Cyclists protest the closure of the Olympic Towpath Cycle Route
East Londoners protested the closure of the Lea Navigation tow-path alongside the Olympic site, a vital safe cycle route across the area as well as a recreational footpath, marching to the closure site and holding a picnic there.
A vital part of London's Olympic bid was the promise that this would be the greenest Olympics ever, and it is a promise the London games have failed to live up to on every level. They failed to realise the opportunity of the allotments on the site, closing them down; they failed to use the canal system to remove waste and bring in materials; canal transport to the games will be a horrendously expensive largely corporate jolly rather than a genuine water bus service, and while they promoted the idea of people cycling to the games, instead they have closed the two major cycle routes in the area, which were also widely used by walkers.
The Greenway, used by many to travel to work as a short and direct route from Hackney Wick to Stratford closed in May, and will at least be used by those attending the games. As it passes between the stadium and the warm up arena, keeping it open as a through route during the actual event would not have been possible, although it is impossible to justify closing it over two months in advance.
Another key route for cyclists is the Lea Navigation tow-path, and there had been an undertaking to keep that open during the games, with a 10 ft high electrified fence having been erected between it and the Olympic site, bristling with security cameras.
Ten days ago this too was closed, and it is not expected to be reopened before September 12th. Alternative routes are roughly 50% longer and include cycling on some busy roads, ending at the notorious Bow Flyover roundabout where two cyclists have recently been killed.

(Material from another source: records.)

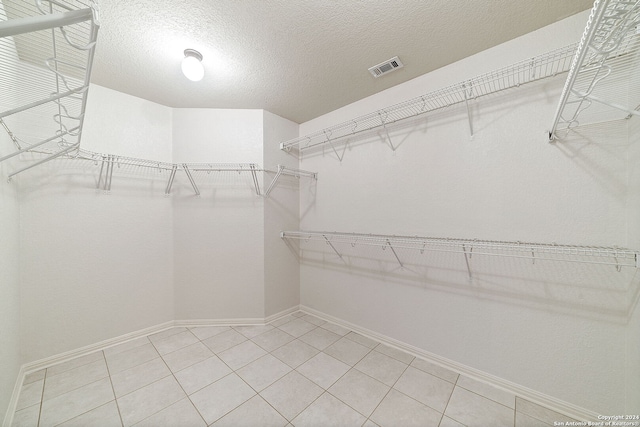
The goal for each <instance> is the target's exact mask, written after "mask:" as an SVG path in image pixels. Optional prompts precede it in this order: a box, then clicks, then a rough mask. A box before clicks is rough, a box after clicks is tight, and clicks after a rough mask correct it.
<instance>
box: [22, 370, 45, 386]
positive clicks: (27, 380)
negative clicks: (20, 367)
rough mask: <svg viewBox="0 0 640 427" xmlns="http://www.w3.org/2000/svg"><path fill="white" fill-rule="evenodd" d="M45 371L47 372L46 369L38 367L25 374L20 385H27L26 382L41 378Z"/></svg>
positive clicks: (30, 382) (30, 383)
mask: <svg viewBox="0 0 640 427" xmlns="http://www.w3.org/2000/svg"><path fill="white" fill-rule="evenodd" d="M46 373H47V370H46V369H40V370H39V371H36V372H32V373H30V374H27V375H25V377H24V381H23V382H22V385H27V384H31V383H34V382H36V381H40V380H43V379H44V376H45V374H46Z"/></svg>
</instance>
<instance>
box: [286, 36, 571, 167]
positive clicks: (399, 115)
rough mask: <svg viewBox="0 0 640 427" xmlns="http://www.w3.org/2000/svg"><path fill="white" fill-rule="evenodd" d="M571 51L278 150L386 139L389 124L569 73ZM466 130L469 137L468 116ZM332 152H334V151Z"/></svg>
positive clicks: (394, 105)
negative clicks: (372, 130) (279, 149)
mask: <svg viewBox="0 0 640 427" xmlns="http://www.w3.org/2000/svg"><path fill="white" fill-rule="evenodd" d="M575 50H576V45H575V44H573V45H570V46H566V47H563V48H560V49H556V50H553V51H551V52H548V53H545V54H543V55H539V56H536V57H533V58H529V59H526V60H524V61H521V62H518V63H516V64H513V65H510V66H508V67H504V68H501V69H498V70H495V71H492V72H489V73H486V74H483V75H480V76H478V77H475V78H472V79H469V80H465V81H463V82H460V83H457V84H454V85H451V86H448V87H445V88H442V89H438V90H435V91H433V92H430V93H427V94H424V95H421V96H418V97H416V98H413V99H410V100H408V101H405V102H402V103H399V104H395V105H392V106H390V107H387V108H383V109H381V110H378V111H374V112H372V113H369V114H365V115H363V116H359V117H356V118H353V119H351V120H348V121H345V122H342V123H339V124H337V125H334V126H331V127H328V128H325V129H322V130H319V131H317V132H314V133H311V134H308V135H304V136H301V137H298V138H294V139H290V140H288V141H285V142H282V143H280V149H282V150H286V151H290V150H291V149H293V148H297V149H298V150H299V151H301V152H302V151H304V150H307V149H310V148H313V147H318V146H322V145H324V144H329V145H331V146H332V148H333V145H332V143H333V142H334V141H337V140H339V139H342V138H345V137H349V136H352V135H356V134H359V133H361V132H365V131H370V130H373V129H378V128H382V129H384V130H385V132H386V133H387V139H388V140H390V138H389V136H388V131H387V128H386V127H387V125H389V124H392V123H395V122H398V121H401V120H405V119H409V118H412V117H416V116H420V115H422V114H426V113H430V112H433V111H437V110H442V109H445V108H448V107H451V106H454V105H458V104H462V103H466V105H467V111H469V104H468V103H469V101H471V100H474V99H476V98H479V97H482V96H486V95H490V94H494V93H497V92H500V91H503V90H506V89H510V88H514V87H518V86H521V85H523V84H527V83H531V82H535V81H538V80H541V79H545V78H548V77H554V76H556V75H558V74H560V73H564V72H566V71H568V70H569V67H570V65H571V60H572V58H573V56H574V53H575ZM469 127H470V131H471V134H473V126H472V123H471V117H470V116H469ZM392 148H393V146H392ZM333 149H334V151H335V148H333ZM336 154H337V153H336ZM338 157H340V156H338Z"/></svg>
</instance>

The 'Open Our Towpath' campaign point out that the Olympic games web site still shows the tow-path as a route for cyclists, and say that the closure is illegal, and ask for the path to be returned to public use. Today the held the third weekly protest against the closure, meeting together with member of the Save Leyton Marsh Campaign next to the 'temporary' basketball practice site erected on Leyton Marsh, and walking from their down the tow-path to the closure a few yards south of the Eastway Bridge over the navigation.
There they set up a barbecue and held a protest picnic, having failed to persuade the security men on duty at the gate to let them through or the two PCSO's present to take action against what they allege is an illegal blockage of the right of way.
Although the protest was not a huge one, in the couple of hours I was there, literally hundreds of cyclists on their own or in small groups arrived at the fence, expecting to be able to cycle along the tow-path. Some saw the notice and barrier and simply turned away immediately, others stopped to read the notice and some to try asking the security men why the tow-path was closed. Many of them expressed their frustration at the closure and others asked the protesters for help in finding a route avoiding the closed path.
The Lea Navigation is also closed, and the narrow boats normally moored just above here have all been forced to move. The moorings have been made available for the Olympic period at extremely high rents, and there were a few flag bedecked boats moored there as we passed. Just above the Eastway bridge there is a yellow barrier strung across the waterway to block the area to boats, although the water bus service (£95 VIP return, £45 normal return) will apparently make its way past. The protesters as well as a barbecue and large awning had also brought along 3 inflatable paddling pools which they could have used as primitive craft on the canal, but as they began to blow them up a small security boat with two men on board appeared ready to repel any nautical invasion.
A police van had come to Leyton Marsh for the start of the protest, and as well as the two PCSOs who stood watching over the picnic for an hour or two, there seemed to be no shortage of security men hanging around this end of the site, with several groups seemingly totally unemployed behind the prison-like wire fence as well as the two on the boat and five behind the flimsy fencing across the tow-path. At one point several police also turned up an peered at the picnickers through the fence for a few minutes.